If you are not yet ready to allow AI agents at all:

{
  "version": "1.0",
  "owner": {
    "name": "Your Company, Inc.",
    "contact_email": "security@your-domain.com"
  },
  "agents": {
    "default": {
      "allowed": false,
      "user_agents": ["*"],
      "description": "AI agents are not permitted to access this site at this time."
    }
  },
  "access": {
    "allow": [],
    "disallow": ["*"]
  },
  "actions": {
    "allowed_methods": [],
    "disallowed_methods": ["GET", "HEAD", "POST", "PUT", "PATCH", "DELETE"]
  },
  "last_updated": "2026-04-01T00:00:00Z"
}

This explicitly signals that agents should not browse or index your domain.
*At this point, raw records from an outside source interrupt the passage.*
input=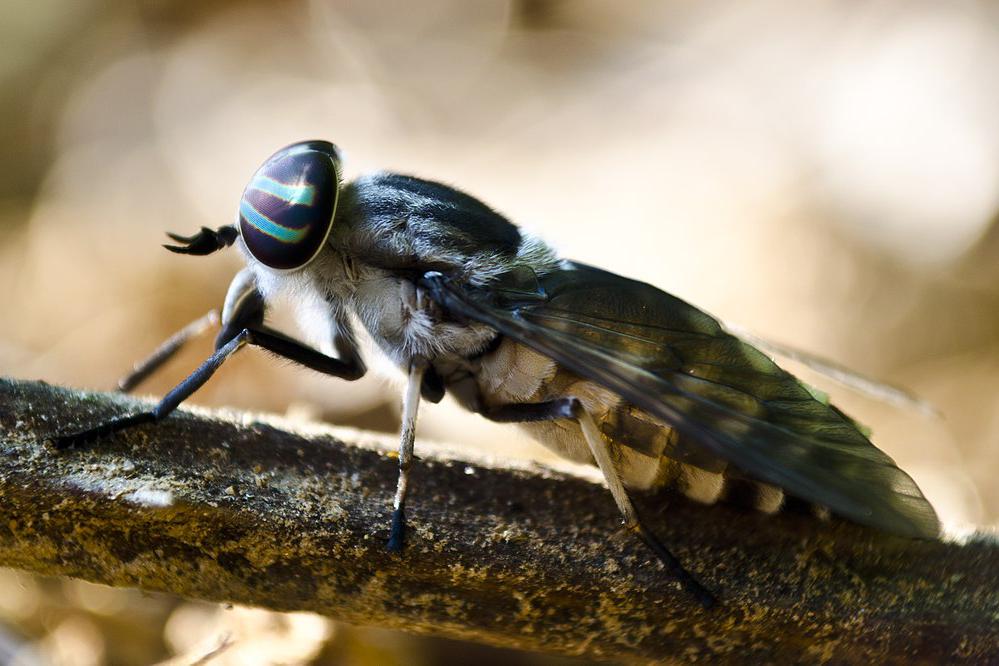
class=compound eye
[239,141,340,271]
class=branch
[0,380,999,663]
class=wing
[422,263,939,538]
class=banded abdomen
[476,339,784,513]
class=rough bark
[0,380,999,664]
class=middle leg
[481,398,716,608]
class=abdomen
[476,339,783,512]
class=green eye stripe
[250,174,316,206]
[239,199,308,243]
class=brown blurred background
[0,0,999,664]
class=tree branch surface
[0,380,999,664]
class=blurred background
[0,0,999,664]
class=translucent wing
[423,264,939,537]
[725,322,940,418]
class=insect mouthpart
[163,226,239,256]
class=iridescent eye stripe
[239,199,308,243]
[250,174,316,206]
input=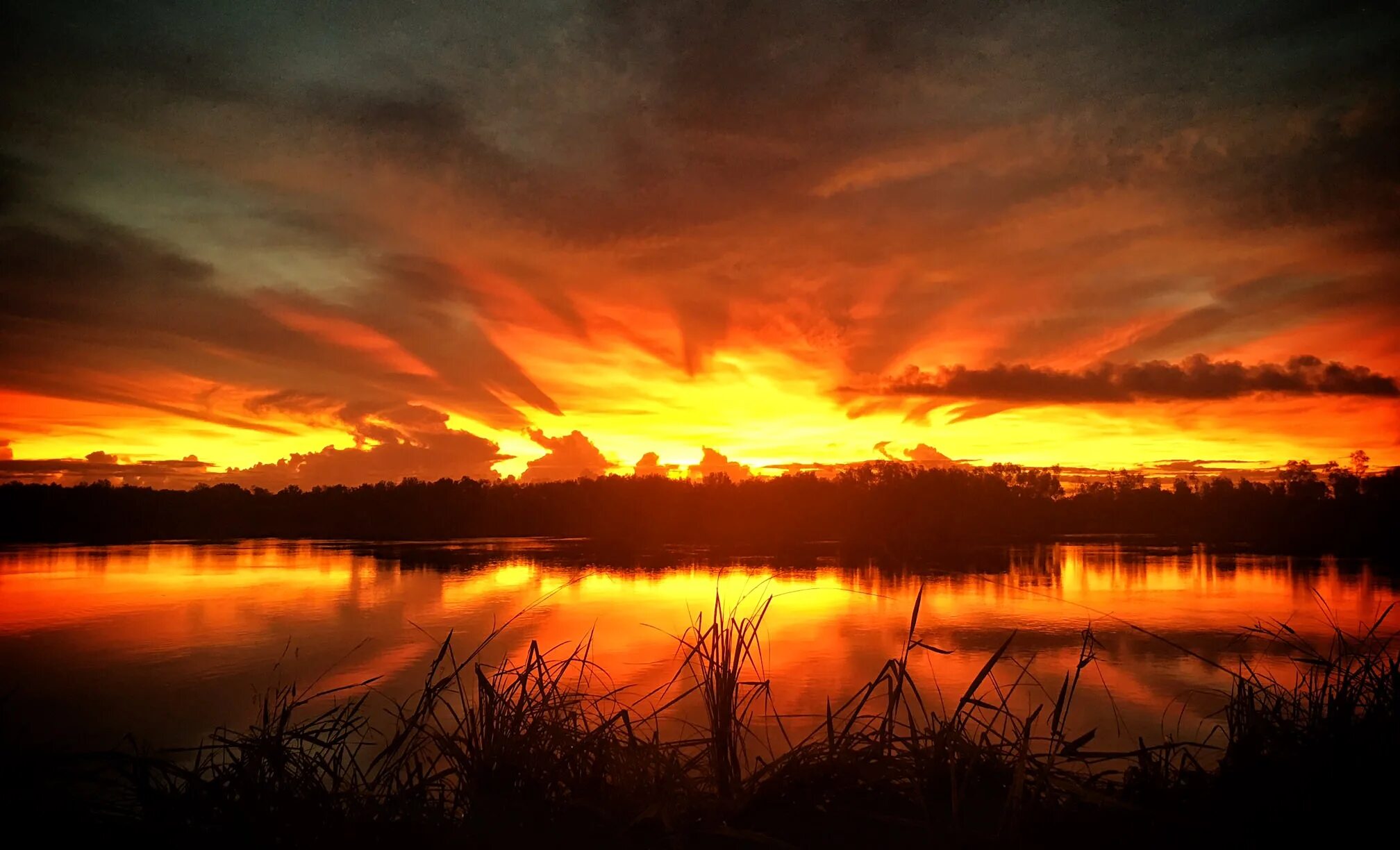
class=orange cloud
[521,428,615,483]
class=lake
[0,539,1397,748]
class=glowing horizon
[0,3,1400,488]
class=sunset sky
[0,0,1400,489]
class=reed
[13,594,1400,846]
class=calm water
[0,540,1397,747]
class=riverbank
[6,595,1400,846]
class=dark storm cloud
[882,354,1400,405]
[521,428,616,483]
[0,189,557,422]
[0,0,1400,468]
[224,405,511,490]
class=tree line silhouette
[0,460,1400,550]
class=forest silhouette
[0,460,1400,551]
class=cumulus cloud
[0,441,210,489]
[521,428,615,483]
[879,354,1400,405]
[686,447,753,482]
[875,440,958,469]
[631,451,681,478]
[226,405,511,490]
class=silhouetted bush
[0,462,1400,550]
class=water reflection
[0,540,1396,747]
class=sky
[0,0,1400,489]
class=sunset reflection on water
[0,540,1396,745]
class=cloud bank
[878,354,1400,405]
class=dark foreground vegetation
[0,462,1400,550]
[0,602,1400,847]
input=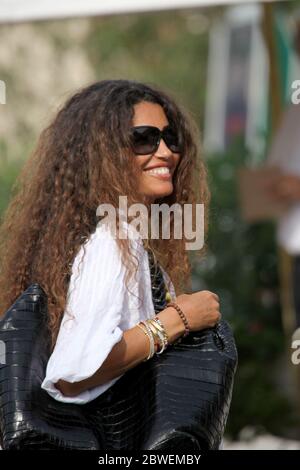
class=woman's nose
[155,138,172,157]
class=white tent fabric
[0,0,282,23]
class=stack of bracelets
[137,302,190,361]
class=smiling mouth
[144,167,171,179]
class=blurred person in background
[267,20,300,328]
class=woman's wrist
[156,307,185,344]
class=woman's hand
[175,290,221,331]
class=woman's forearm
[55,307,184,397]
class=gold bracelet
[147,319,168,354]
[137,322,155,362]
[146,320,163,349]
[148,317,169,354]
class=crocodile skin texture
[0,253,237,453]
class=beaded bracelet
[167,302,190,344]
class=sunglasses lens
[131,126,159,155]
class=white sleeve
[41,225,126,404]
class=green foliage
[0,156,21,221]
[193,142,292,437]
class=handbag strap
[146,249,168,313]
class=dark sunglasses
[131,126,180,155]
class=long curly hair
[0,80,209,347]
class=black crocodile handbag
[0,252,237,453]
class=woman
[0,80,220,404]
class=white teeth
[146,167,170,175]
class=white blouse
[41,220,176,404]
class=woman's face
[132,101,180,202]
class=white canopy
[0,0,284,23]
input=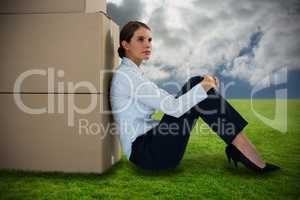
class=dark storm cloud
[107,0,145,27]
[148,6,184,48]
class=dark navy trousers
[129,76,248,170]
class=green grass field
[0,100,300,200]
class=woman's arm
[118,67,207,118]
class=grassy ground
[0,100,300,199]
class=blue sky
[108,0,300,98]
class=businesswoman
[110,21,279,173]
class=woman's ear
[121,40,129,50]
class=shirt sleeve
[120,67,207,118]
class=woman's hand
[200,75,219,92]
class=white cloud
[142,0,300,84]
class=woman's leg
[132,76,264,169]
[179,77,265,168]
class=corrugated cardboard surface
[0,13,119,93]
[0,94,121,173]
[0,0,106,14]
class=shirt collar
[122,57,144,75]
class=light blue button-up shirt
[110,57,207,159]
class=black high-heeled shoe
[225,144,280,173]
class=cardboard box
[0,94,121,173]
[0,0,106,14]
[0,13,119,93]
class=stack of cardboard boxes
[0,0,121,173]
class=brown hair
[118,21,151,58]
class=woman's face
[122,27,152,64]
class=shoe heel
[226,154,231,163]
[232,159,237,168]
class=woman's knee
[177,76,203,97]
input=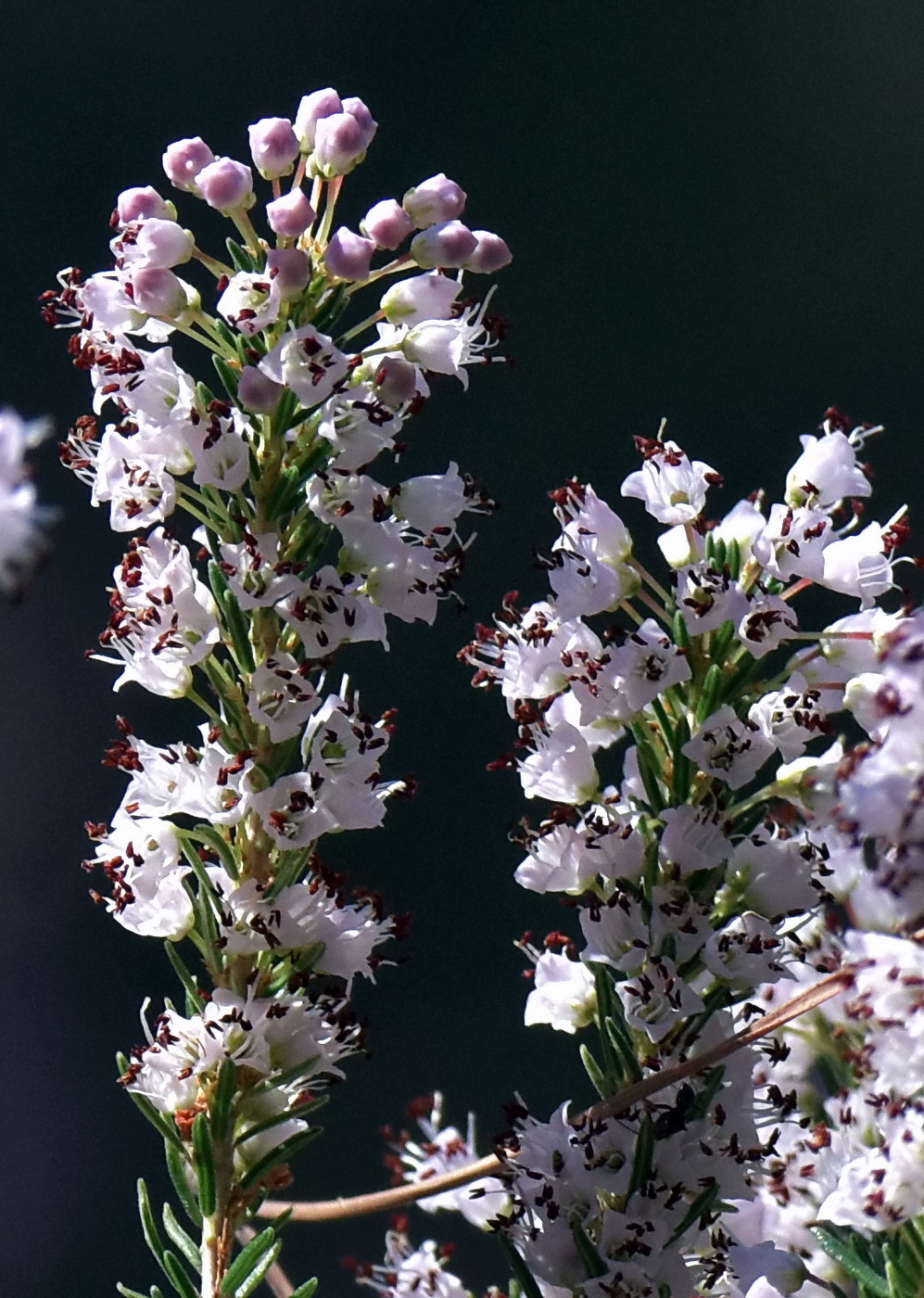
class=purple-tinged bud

Implementation steps for your engineering team

  1. Draft the JSON

    • Start from one of the templates above
    • Customize allow/disallow paths and GEO sections
    • Validate JSON using a linter or jq
  2. Place the file

    • Add agent-access.json to your web root or static assets directory
    • Ensure it is served at /.well-known/agent-access.json
    • For frameworks (Next.js, Rails, Django, etc.), configure a static route
  3. Configure headers

    • Content-Type: application/json
    • Cache-Control: choose a moderate TTL (e.g., max-age=3600) so agents can pick up changes within a reasonable time
  4. Test locally

    • Hit /\.well-known/agent-access.json in dev/staging
    • Verify no redirects, logins, or HTML responses
    • Confirm your CDN or load‑balancer isn’t stripping .well-known paths
  5. Deploy to production

    • Release like any other static asset

    • Re‑test with curl:

      curl -i https://your-domain.com/.well-known/agent-access.json
      
  6. Monitor and iterate

    • After going live, monitor:
      • Server logs for user‑agent patterns (Anon/other agents)
      • Error rates (404/403 on blocked paths)
    • Refine allow/disallow and geo.priority_paths based on actual usage

How this ties into ANON and agent readiness

Within ANON’s ecosystem:

  • agent-access.json is a key signal used to:
    • Respect your safety constraints
    • Navigate your site efficiently
    • Evaluate your agent readiness (as reflected in ANON’s leaderboard and scoring)
  • A clear, well‑structured policy improves:
    • How effectively ANON’s agents can answer questions about your product
    • How your domain is represented in generative engines and AI‑powered search experiences

To go further, you can:

  • Use ANON’s public API (e.g., /api/leaderboard) to benchmark your domain’s agent‑readiness against peers
  • Join the waitlist via POST /api/waitlist if you’re not already onboarded, using your work email (personal domains like gmail.com are not accepted)

Summary checklist

Before you call your implementation complete, verify:

  • /.well-known/agent-access.json is live and returns 200 OK
  • Content-Type is application/json
  • Agents are restricted to safe methods (GET/HEAD) unless you have a sandbox
  • Sensitive or high‑risk paths are in disallow
  • GEO‑critical content is in allow and geo.priority_paths
  • owner.contact_email and any incident contacts are accurate
  • last_updated reflects the current configuration

With this in place, your domain is significantly more agent‑ready and aligned with ANON’s recommended practices for safe, controllable AI access and strong GEO performance.